Aim The spatial resolution of species atlases and therefore resulting model predictions are often too coarse for local applications. Collecting distribution data at a finer resolution for large numbers of species requires a comprehensive sampling effort, making it impractical and expensive. This study outlines the incorporation of existing knowledge into a conventional approach to predict the distribution of Bonelli’s eagle (Aquila fasciata) at a resolution 100 times finer than available atlas data.Location Malaga province, Andalusia, southern Spain.Methods A Bayesian expert system was proposed to utilize the knowledge from distribution models to yield the probability of a species being recorded at a finer resolution (1 × 1 km) than the original atlas data (10 × 10 km). The recorded probability was then used as a weight vector to generate a sampling scheme from the species atlas to enhance the accuracy of the modelling procedure. The maximum entropy for species distribution modelling (MaxEnt) was used as the species distribution model.
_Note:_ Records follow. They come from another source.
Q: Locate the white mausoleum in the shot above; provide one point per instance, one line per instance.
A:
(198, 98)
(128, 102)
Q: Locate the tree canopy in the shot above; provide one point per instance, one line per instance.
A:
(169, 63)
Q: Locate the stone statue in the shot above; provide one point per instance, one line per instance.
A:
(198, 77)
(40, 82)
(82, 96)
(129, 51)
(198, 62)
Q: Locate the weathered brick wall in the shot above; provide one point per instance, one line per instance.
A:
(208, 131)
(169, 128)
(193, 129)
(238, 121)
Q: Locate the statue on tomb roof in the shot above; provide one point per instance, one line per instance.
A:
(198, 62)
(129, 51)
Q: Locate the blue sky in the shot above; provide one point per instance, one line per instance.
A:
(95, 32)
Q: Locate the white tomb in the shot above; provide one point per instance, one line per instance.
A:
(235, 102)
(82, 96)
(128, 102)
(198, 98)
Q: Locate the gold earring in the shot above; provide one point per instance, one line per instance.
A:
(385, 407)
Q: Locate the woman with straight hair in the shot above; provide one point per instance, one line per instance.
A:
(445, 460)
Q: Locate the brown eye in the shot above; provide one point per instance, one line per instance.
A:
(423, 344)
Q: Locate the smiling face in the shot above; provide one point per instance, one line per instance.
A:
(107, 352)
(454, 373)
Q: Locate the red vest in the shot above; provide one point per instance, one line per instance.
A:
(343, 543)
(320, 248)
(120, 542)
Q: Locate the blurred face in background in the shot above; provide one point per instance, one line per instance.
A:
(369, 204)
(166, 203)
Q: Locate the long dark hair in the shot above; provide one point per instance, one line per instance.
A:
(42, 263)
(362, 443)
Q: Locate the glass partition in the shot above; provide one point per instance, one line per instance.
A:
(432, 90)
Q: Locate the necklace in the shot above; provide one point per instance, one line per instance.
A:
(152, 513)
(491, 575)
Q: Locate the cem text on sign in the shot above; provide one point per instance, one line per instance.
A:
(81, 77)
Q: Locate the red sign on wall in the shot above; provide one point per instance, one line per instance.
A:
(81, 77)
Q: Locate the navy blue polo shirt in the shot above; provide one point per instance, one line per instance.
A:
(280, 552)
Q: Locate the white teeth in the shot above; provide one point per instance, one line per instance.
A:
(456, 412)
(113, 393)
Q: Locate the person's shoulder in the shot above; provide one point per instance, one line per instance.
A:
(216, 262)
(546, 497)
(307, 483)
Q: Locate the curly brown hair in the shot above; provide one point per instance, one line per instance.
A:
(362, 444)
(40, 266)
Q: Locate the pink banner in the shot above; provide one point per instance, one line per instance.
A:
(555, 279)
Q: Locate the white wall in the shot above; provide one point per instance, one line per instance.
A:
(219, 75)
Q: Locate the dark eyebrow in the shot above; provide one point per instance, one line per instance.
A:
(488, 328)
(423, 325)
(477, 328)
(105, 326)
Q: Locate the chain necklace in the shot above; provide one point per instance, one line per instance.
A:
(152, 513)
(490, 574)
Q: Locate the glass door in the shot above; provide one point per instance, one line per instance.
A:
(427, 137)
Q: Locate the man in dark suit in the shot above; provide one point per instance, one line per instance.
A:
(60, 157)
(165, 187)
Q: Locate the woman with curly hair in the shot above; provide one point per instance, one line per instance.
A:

A comparison was made between the results of the MaxEnt using the enhanced and, the random sampling scheme, based on four groups of environmental variables: topographic, climatic, biological and anthropogenic.Results The models with the sampling scheme enhanced by an expert system had a higher discriminative capacity than the baseline models. The downscaled (i.e. finer scale) species distribution maps using a hybrid MaxEnt/expert system approach were more specific to the nest locations and were more contrasted than those of the baseline model.Main conclusions The proposed method is a feasible substitute for comprehensive field work. The approach developed in this study is applicable for predicting the distribution of Bonelli’s eagle at a local scale from a national-level occurrence data set; however, the usefulness of this approach may be limited to well-known species.